At the same time, big designers such as Versace, Chanel, Giorgio Armani, Dolce & Gabbana and other large brands were on the rise. Phillip Bloch, Jessica Paster, Elizabeth Saltzman and Arianne Phillips were some of the stylists they were connected, said White. “At that time there was this very sensitive dance that she did so well when she represented independent designers who competed against these large brands with a large wallet.
In 2010, Graham made the jewelry, which has a diamond chain of $ 1 million for the wedding of the Olympic gold medalist Sanya Richards’ wedding with the Super Bowl winner Aaron Ross. For her own clothes, it was known that Graham bought in vintage shops to “wear the most funniest, strangest things” to see how strangers reacted to get a feeling for what fascinated people, said Cox. Another example of this ingenuity resulted from the need. As a stylist for a fashion show at Harrods in London, who campaigned for the size of the sizes and had the support of Princess Diana before her death, Graham and the team were asked to continue the project by the brother of the royal brother Charles Spencer after her killing. COX said: “My mother had come together all these clothes without realizing that the show was for larger women and not for the smaller women she worked with. To improvise, she finally got scarves, curtains and fabrics to pull everything off. She was very good at the last minute so that people could wear it with confidence to sell it.
Although no stars were intimidated by Graham, there was an exception, her daughter said. When she worked in Halston at Randolph Duke, she was a little restless during a breakfast with John F. Kennedy Jr., which was held in memory of his mother Jackie Onassis, who was wearing a hat designed by Roy Halston against the inauguration of 1961. At the beginning of the nineties, she headed public relations and sales at Halston.
Graham felt very comfortable to change her own look. Cox said that she sometimes approached the wrong woman at airports and incorrectly thought she was her mother. “There was the geometric perm and then the red hair and then the blonde hair. She tried everything and she loved it every minute,” said Cox. “She was not afraid to try something new to see what kind of reaction she would get. And she had a great personality to go hand in hand.”

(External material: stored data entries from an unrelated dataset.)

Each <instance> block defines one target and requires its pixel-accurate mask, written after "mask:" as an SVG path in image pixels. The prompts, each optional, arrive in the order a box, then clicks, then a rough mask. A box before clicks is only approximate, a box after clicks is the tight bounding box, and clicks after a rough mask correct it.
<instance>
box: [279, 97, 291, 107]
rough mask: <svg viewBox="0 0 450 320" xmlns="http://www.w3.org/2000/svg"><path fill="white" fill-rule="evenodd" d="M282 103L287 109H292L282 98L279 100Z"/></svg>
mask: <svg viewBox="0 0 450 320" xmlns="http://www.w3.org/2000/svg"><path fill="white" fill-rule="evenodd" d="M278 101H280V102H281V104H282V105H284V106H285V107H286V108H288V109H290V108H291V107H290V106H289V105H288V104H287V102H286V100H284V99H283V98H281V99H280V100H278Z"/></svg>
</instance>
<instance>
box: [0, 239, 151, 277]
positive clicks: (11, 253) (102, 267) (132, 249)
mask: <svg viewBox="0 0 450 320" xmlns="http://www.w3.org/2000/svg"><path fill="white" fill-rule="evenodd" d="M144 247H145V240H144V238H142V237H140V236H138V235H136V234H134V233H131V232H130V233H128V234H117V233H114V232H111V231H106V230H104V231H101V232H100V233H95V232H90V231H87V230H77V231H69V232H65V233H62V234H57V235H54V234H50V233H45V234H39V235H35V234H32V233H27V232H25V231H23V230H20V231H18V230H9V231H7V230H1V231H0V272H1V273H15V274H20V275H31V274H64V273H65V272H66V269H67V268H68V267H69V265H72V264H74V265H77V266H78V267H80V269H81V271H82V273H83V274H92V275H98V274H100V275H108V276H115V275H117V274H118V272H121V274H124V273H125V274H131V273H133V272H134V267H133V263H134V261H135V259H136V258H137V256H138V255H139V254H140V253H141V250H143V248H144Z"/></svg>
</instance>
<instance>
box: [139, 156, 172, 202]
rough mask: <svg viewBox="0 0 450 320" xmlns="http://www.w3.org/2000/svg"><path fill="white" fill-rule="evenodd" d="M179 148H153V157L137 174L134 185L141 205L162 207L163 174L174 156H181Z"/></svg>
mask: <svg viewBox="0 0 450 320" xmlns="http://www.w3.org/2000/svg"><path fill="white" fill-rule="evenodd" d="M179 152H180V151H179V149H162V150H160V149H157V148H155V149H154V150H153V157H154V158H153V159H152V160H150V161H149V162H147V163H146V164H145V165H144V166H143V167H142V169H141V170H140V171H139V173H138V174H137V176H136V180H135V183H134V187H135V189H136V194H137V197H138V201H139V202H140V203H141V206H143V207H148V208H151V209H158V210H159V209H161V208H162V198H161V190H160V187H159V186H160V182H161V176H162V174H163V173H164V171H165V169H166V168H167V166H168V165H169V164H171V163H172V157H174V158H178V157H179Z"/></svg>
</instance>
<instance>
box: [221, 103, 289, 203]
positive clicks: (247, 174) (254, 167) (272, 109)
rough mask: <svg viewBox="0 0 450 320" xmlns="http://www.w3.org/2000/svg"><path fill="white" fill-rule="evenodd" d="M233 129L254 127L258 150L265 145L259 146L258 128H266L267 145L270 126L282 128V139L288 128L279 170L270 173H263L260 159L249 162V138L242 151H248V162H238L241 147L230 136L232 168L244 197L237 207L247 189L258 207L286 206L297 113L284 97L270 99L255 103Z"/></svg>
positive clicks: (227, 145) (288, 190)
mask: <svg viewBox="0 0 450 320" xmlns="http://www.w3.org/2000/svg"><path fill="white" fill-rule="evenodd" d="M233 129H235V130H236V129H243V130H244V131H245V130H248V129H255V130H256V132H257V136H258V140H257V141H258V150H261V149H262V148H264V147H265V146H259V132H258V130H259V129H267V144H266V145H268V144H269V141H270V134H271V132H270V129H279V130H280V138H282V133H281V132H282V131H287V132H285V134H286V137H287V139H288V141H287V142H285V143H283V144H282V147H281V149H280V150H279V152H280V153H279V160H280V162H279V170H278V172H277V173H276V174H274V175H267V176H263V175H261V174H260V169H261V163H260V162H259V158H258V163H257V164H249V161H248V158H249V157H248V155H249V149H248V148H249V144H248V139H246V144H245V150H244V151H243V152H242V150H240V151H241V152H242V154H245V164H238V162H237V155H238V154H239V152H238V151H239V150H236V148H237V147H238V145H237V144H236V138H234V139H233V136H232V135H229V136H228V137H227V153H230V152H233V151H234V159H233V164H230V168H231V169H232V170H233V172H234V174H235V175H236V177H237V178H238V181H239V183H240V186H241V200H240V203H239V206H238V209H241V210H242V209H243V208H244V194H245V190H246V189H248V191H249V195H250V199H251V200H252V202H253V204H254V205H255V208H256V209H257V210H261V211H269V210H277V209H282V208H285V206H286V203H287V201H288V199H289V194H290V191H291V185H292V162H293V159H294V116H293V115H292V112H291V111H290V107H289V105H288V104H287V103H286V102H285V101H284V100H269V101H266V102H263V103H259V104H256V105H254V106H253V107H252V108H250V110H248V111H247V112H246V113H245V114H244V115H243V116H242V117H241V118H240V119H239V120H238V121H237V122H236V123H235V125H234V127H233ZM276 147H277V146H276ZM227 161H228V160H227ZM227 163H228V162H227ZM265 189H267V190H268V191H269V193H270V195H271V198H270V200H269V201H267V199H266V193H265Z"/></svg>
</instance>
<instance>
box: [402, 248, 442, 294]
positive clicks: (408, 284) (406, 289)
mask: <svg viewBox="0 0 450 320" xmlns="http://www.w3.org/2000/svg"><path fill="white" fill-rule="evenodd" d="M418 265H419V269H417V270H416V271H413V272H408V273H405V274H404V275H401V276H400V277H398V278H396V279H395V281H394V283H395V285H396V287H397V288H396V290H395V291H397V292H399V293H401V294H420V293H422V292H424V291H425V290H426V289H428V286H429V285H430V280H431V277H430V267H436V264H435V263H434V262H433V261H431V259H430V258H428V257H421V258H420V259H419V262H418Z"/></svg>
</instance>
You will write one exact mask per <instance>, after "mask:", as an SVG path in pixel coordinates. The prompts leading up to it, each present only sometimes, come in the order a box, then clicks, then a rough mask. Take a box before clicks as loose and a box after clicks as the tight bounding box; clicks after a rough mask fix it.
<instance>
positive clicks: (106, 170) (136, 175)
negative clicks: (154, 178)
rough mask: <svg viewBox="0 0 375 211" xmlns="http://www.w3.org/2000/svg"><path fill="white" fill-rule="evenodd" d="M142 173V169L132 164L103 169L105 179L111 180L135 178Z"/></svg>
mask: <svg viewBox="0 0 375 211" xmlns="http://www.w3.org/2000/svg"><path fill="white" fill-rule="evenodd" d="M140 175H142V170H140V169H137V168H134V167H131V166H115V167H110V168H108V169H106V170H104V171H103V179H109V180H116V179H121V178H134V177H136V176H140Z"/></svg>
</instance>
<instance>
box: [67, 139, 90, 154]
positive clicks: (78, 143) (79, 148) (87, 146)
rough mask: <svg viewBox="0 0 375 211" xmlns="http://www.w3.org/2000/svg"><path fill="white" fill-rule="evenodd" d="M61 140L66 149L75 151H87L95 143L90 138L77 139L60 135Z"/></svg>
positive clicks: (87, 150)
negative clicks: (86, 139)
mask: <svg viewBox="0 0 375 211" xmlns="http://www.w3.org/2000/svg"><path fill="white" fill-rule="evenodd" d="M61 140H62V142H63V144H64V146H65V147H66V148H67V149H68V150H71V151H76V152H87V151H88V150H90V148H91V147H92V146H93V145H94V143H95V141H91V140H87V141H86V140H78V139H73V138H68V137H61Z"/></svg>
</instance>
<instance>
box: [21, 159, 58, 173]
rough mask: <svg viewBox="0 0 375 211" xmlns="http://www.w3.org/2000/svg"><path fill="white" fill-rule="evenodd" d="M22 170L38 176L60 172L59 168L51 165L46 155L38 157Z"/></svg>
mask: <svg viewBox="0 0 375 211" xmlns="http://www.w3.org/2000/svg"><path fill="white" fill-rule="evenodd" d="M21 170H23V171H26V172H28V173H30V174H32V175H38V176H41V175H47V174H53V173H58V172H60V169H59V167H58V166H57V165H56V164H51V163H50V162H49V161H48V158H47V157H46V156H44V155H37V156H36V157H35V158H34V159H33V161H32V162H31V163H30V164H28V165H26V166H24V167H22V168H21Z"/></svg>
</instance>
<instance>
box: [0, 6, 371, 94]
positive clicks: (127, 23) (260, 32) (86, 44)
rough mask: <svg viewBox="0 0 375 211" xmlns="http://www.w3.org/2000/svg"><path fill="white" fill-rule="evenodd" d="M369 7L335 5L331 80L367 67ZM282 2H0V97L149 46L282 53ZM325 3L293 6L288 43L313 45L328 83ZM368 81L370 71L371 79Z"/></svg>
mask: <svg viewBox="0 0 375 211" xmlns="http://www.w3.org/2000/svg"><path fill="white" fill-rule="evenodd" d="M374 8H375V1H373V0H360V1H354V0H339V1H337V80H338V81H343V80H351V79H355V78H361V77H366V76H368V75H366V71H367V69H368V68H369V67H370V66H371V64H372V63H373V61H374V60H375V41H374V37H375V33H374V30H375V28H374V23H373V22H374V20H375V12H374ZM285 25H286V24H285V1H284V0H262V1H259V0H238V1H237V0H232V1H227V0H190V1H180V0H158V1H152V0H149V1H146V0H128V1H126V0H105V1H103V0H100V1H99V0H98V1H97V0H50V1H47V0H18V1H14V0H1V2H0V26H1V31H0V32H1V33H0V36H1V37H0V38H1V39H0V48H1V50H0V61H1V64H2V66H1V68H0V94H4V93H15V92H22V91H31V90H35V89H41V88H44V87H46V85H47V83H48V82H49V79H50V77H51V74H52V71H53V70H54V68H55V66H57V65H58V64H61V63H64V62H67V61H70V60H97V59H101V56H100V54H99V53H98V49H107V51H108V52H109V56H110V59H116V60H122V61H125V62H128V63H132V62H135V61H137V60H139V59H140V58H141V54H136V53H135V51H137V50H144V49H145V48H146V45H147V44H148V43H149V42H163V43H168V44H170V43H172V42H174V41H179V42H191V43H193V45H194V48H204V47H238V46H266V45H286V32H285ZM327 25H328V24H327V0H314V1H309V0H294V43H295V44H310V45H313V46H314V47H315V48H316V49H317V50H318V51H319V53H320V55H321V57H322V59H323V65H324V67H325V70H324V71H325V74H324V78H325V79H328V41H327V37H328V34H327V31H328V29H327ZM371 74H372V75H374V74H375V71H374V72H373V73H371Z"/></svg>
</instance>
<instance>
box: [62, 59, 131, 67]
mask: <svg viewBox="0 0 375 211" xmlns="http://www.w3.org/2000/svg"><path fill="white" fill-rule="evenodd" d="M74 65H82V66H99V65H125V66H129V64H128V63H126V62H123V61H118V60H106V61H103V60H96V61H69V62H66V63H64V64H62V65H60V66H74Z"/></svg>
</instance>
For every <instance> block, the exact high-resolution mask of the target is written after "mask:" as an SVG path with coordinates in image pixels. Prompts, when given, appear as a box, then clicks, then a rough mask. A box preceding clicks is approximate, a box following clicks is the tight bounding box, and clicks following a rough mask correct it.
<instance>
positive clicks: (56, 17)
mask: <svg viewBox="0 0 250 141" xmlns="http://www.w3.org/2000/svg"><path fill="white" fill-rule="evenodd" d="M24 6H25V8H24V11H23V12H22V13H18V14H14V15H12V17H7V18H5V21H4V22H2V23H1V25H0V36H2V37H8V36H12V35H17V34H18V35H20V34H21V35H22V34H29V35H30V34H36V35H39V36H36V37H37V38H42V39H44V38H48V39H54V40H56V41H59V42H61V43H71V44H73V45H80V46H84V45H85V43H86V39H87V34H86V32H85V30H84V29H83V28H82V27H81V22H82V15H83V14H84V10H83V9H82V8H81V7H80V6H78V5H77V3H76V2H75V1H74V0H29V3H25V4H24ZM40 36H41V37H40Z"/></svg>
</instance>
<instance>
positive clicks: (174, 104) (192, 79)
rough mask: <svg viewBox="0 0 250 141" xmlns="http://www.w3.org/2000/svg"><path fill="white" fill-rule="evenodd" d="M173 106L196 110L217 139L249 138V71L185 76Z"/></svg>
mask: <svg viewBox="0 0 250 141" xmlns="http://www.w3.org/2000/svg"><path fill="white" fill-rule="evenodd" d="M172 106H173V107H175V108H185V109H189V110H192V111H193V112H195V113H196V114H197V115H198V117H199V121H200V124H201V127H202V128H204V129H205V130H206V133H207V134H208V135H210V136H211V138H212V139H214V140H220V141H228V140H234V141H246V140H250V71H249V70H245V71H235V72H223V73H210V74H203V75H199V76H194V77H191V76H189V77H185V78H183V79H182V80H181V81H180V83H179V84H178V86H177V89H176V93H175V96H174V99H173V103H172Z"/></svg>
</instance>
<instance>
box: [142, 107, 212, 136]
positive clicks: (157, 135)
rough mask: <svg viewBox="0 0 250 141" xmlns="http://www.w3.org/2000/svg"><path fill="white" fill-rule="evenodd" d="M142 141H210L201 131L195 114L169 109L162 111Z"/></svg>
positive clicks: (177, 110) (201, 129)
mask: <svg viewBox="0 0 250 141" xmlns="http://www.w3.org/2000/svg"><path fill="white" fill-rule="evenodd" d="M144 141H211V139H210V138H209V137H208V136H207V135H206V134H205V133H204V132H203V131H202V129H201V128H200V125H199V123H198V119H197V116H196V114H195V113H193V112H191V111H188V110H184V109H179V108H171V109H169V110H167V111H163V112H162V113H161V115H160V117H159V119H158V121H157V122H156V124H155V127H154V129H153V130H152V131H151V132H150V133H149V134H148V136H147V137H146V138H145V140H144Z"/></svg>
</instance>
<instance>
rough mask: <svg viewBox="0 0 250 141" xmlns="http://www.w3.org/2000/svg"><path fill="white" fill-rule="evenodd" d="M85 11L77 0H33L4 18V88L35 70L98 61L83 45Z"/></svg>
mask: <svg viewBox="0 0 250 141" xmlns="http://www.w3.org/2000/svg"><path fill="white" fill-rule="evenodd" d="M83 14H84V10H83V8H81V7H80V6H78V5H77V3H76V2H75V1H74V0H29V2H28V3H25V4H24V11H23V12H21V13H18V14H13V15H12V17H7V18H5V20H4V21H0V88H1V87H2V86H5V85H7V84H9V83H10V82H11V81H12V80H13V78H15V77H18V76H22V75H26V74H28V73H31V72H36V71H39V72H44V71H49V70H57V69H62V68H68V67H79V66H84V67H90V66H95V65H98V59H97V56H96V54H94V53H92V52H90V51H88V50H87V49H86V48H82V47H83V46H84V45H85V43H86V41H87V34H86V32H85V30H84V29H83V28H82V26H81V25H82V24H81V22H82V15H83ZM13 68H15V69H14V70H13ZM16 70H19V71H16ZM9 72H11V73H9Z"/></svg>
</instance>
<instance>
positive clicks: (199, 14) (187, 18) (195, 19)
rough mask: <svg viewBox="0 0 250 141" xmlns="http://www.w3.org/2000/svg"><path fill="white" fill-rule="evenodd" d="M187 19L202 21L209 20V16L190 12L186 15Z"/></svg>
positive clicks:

Graham’s panache for trends of the red carpet never subsided, nor did her purely black clothing order changed, her daughter said. “She would criticize the Oscars. Even when she was shortly before death and was disoriented, she spoke of designing clothes that she would wear and reorganized the room.
Graham often gathered friends in her New York apartment for long conversations over a glass, a wine or a meal. The walls were covered with art – from which she fell away from the flea markets, said Cox.
Graham orchestrated the plans for her memorial service, which will take place in the same church, where she met her second husband Arthur Caliandro when she sang in the gospel choir. Cox said: “She chose the music and the pictures very carefully. I don’t want to change anything.”
Graham died by Caliandro and her parents Michael Thomas and Anna Ruth Johnson and her sister Jane Sherberg. In addition to Cox, Graham is survived by her daughters Catherine Milot and Jayne Michellle Gorham, her son Matthew Graham and her brother James Michael Johnson.
Instead of flowers, Graham’s family inquiries for donations to donations to the gray -free organization of the Marble Collegiate Church.